You know how difficult this territory is. I am not an optimistic person, given what I have seen. But I will tell you I have every cause to feel hopeful. And the reason for it is that in every dark corner of the world there are men and women who will not go down. They are highly imaginative people, reimagining the circumstances we find ourselves in.

So, at the end here, I want to say that there is hope. And the hope is this: find a way through your profession to aid and abet every human effort to re-establish the authority of community over the notion of the power or rights of the individual. I do not think that there is an individual genius, but I will guarantee you that what passes for genius in human culture is resident in human communities. It may be made manifest in a Beethoven or in a Bach, or in a Melville. But it is not singular; it's not there only in those people. It's our genius that forms the fourth movement of the Beethoven Ninth. So everything that you can do in your own home, and in your professional relationships, and in your work on the street as a reporter, look for, aid and abet community that defies the notion that we're all here in the end just to consume.

Look to stories that show you the power of the human imagination so you know that this isn't something somebody made up, but that in all of these countries, ours included, there are men and women leading extraordinary, un-reported lives, and they are hopeful about our condition because they stayed in touch with all of human history, from the Magdalenian phase of Cro-Magnon culture to today, and they see the testament of what we know, and they aren't giving up.

The last thing I would say about this is take care of each other. Take care of each other. Everybody here has been alone in a news room wondering if it was worth it, or sitting in front of a computer with a deadline at a magazine wondering, "Why am I doing this?" Call each other. Get on the phone with each other. When you see somebody else's story, send them a post card. Let each other know that you're not alone in this. There is a name for what you do, you know, it's part of the title of your professional organization, but that's not who you are. That is not who you are. You're a group of men and women with a skill with language and a desire, in some way, to see the human condition bettered. That's what you are first. You need to call each other and say, "How are you? I missed you. Wasn't it great that we got together in California? You know who we should call? Have you ever thought about... What happened to so-and-so? Is he lost to us?" That's a community. That's where I want to end: Take care of each other.

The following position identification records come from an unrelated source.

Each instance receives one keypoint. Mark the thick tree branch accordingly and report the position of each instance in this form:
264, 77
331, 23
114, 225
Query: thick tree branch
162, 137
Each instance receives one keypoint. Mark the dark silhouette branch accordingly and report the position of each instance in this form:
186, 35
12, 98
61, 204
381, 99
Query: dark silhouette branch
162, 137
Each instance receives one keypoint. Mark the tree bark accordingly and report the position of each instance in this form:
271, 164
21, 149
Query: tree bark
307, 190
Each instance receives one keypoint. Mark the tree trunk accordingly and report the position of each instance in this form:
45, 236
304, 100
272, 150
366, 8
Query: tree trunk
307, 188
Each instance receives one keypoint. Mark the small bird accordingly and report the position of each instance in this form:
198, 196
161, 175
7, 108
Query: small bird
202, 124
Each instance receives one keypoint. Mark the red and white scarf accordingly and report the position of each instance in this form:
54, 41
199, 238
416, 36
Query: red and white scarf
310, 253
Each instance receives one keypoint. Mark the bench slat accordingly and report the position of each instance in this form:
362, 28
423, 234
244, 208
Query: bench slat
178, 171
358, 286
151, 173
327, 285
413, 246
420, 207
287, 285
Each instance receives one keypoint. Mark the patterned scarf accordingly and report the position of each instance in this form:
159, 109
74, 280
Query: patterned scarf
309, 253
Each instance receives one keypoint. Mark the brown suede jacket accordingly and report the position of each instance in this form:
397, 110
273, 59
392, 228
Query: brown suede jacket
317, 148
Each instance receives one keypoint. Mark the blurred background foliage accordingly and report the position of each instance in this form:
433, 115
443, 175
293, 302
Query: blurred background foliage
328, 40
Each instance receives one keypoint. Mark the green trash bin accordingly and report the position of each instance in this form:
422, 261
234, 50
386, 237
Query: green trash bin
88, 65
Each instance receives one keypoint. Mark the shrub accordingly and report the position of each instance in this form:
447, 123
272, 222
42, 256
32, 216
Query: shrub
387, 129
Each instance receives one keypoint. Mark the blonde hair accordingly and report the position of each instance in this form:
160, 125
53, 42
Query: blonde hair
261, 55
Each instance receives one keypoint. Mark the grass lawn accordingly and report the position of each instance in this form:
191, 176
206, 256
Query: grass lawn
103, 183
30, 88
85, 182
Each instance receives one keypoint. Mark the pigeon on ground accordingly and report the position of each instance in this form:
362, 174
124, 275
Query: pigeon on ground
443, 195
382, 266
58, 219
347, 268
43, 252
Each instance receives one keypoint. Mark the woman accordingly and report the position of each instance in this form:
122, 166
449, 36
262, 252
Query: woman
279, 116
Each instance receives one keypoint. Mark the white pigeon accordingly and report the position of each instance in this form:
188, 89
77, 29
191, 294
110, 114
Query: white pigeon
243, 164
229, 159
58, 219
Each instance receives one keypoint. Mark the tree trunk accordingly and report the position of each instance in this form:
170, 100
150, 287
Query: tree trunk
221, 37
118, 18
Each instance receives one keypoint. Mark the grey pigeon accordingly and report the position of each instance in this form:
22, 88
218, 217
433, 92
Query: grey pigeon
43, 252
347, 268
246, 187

And thank you for this invitation to come and join you as a colleague.

Barry Lopez has written seven books of fiction and six books of nonfiction, including "Arctic Dreams," winner of the National Book Award; "Of Wolves and Men," winner of the John Burroughs Medal; and "About This Life: Journeys on the Threshold of Memory," a collection of essays that range from the Galapagos to Antarctica. He also writes regularly for magazines including Harper's, where he is a contributing editor.